The DataFrame.plot attribute serves both as a callable method and a namespace, providing access to various plotting functions via the PySparkPlotAccessor. Users can call specific plotting methods in the format DataFrame.plot.<kind>.

`PySparkPlotAccessor.area`(x, y, **kwargs)	Draw a stacked area plot.
`PySparkPlotAccessor.bar`(x, y, **kwargs)	Vertical bar plot.
`PySparkPlotAccessor.barh`(x, y, **kwargs)	Make a horizontal bar plot.
`PySparkPlotAccessor.line`(x, y, **kwargs)	Plot DataFrame as lines.
`PySparkPlotAccessor.pie`(x, y, **kwargs)	Generate a pie plot.
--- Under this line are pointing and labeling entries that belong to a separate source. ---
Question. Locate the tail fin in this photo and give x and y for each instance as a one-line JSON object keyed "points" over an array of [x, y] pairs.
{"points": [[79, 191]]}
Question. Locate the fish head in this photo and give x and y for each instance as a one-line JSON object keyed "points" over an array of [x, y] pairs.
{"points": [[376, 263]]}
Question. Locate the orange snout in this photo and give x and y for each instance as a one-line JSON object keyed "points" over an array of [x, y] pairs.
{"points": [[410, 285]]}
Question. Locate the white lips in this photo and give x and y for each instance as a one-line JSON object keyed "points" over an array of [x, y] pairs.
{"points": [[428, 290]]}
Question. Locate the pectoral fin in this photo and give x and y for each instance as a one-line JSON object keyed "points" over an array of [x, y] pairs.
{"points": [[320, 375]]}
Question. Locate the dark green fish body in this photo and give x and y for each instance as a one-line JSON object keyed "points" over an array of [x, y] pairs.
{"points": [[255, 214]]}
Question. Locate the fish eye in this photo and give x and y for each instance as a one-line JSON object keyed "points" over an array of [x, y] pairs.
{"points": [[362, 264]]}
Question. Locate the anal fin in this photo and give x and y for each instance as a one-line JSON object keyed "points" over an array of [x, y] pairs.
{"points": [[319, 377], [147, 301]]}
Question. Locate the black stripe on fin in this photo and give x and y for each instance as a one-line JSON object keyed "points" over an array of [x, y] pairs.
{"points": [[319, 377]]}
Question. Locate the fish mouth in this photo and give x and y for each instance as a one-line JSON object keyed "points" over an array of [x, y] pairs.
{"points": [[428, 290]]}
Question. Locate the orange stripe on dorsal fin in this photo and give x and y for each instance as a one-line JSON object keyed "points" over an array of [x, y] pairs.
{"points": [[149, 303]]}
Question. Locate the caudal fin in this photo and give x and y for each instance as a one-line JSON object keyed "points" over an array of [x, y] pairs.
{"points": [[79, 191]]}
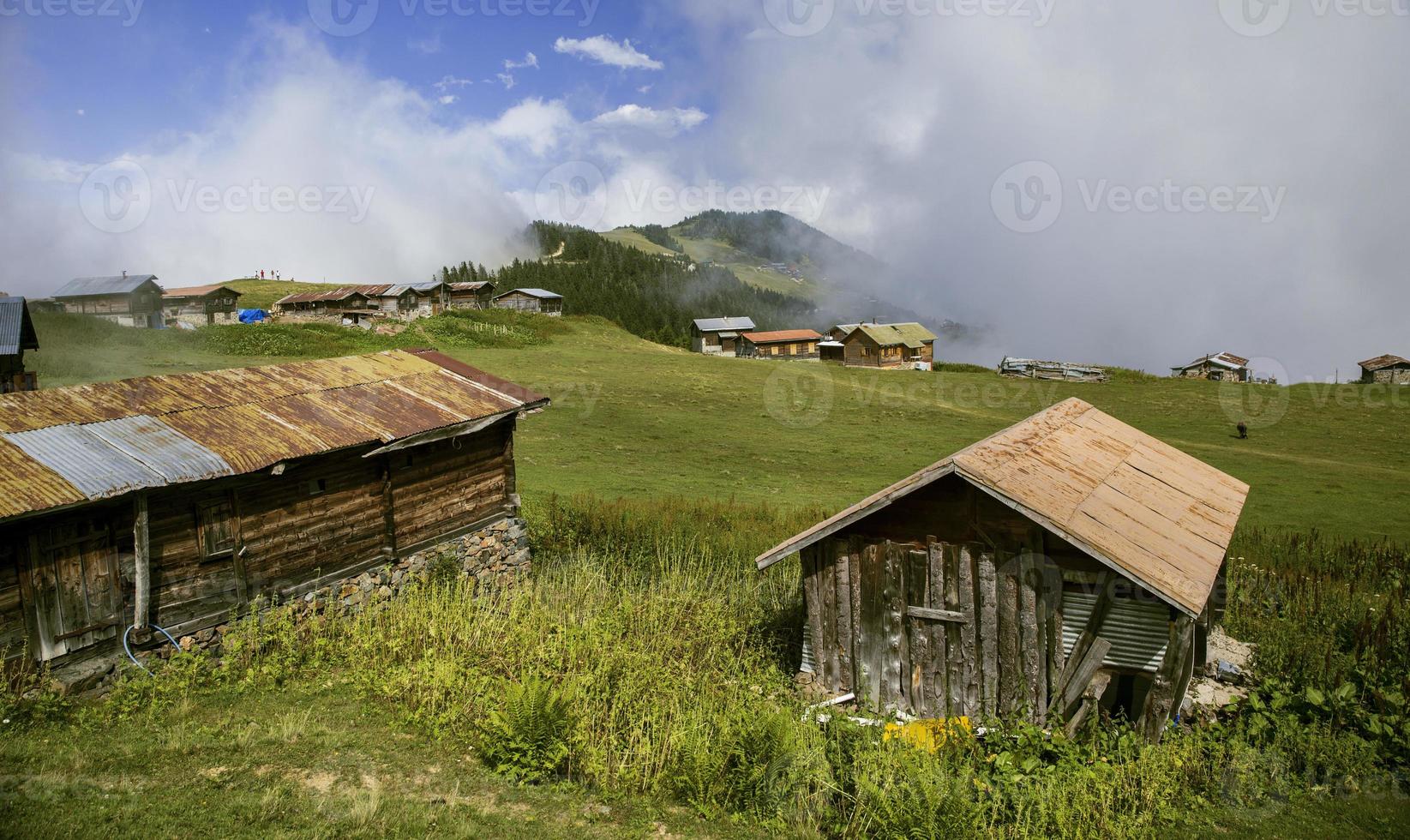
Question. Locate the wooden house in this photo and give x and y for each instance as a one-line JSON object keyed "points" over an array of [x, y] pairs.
{"points": [[1221, 367], [472, 295], [174, 501], [15, 337], [1386, 369], [718, 336], [539, 301], [201, 304], [887, 345], [131, 301], [780, 345], [1052, 371], [327, 303], [1064, 566]]}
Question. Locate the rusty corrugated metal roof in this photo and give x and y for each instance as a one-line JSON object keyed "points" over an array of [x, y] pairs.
{"points": [[87, 461], [30, 485], [93, 441], [161, 448]]}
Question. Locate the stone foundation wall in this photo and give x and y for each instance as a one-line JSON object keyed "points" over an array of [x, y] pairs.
{"points": [[495, 555]]}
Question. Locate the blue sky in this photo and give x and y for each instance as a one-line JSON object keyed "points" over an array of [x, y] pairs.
{"points": [[165, 68], [1151, 181]]}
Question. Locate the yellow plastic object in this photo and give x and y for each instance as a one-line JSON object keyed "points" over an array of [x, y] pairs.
{"points": [[929, 735]]}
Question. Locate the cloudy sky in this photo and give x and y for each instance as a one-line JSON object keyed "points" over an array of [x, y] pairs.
{"points": [[1128, 183]]}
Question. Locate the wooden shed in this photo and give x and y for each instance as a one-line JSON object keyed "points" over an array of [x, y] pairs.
{"points": [[1386, 369], [1220, 367], [780, 345], [887, 345], [131, 301], [15, 337], [178, 499], [1066, 564], [540, 301], [201, 304]]}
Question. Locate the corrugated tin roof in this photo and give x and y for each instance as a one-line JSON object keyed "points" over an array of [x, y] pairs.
{"points": [[93, 441], [531, 292], [1147, 509], [109, 285], [717, 325], [87, 461], [198, 291], [161, 448], [15, 327], [913, 336], [1224, 360], [783, 336], [1383, 361]]}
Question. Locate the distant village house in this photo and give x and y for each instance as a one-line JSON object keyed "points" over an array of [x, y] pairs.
{"points": [[131, 301], [15, 337], [201, 494], [1223, 367], [780, 345], [718, 336], [1386, 369], [1062, 568], [539, 301], [471, 295], [887, 345], [199, 306]]}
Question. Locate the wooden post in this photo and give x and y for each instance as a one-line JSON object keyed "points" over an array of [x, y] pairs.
{"points": [[142, 550]]}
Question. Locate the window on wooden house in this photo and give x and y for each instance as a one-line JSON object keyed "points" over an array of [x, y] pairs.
{"points": [[214, 527]]}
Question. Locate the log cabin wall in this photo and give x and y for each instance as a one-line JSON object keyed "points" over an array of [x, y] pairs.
{"points": [[949, 603], [222, 543]]}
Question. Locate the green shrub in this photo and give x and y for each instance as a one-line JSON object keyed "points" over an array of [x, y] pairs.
{"points": [[526, 737]]}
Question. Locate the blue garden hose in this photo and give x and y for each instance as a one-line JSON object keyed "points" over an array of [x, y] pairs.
{"points": [[126, 633]]}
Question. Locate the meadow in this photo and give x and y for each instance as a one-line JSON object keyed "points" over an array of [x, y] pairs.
{"points": [[640, 682]]}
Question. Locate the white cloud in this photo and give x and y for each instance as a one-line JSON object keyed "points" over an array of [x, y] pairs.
{"points": [[447, 82], [607, 51], [437, 192], [667, 122]]}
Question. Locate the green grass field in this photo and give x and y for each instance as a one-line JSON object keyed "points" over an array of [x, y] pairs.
{"points": [[640, 420], [649, 483]]}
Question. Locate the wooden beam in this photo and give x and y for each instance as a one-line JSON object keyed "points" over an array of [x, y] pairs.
{"points": [[142, 551], [921, 612]]}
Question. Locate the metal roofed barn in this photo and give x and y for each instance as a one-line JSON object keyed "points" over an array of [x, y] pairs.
{"points": [[1064, 564], [178, 499]]}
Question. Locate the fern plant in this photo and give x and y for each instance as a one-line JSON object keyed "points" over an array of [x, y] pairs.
{"points": [[526, 739]]}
`PySparkPlotAccessor.scatter`(x, y, **kwargs)	Create a scatter plot with varying marker point size and color.
`PySparkPlotAccessor.box`([column])	Make a box plot of the DataFrame columns.
`PySparkPlotAccessor.kde`(bw_method[, column, ind])	Generate Kernel Density Estimate plot using Gaussian kernels.
`PySparkPlotAccessor.hist`([column, bins])	Draw one histogram of the DataFrame's columns.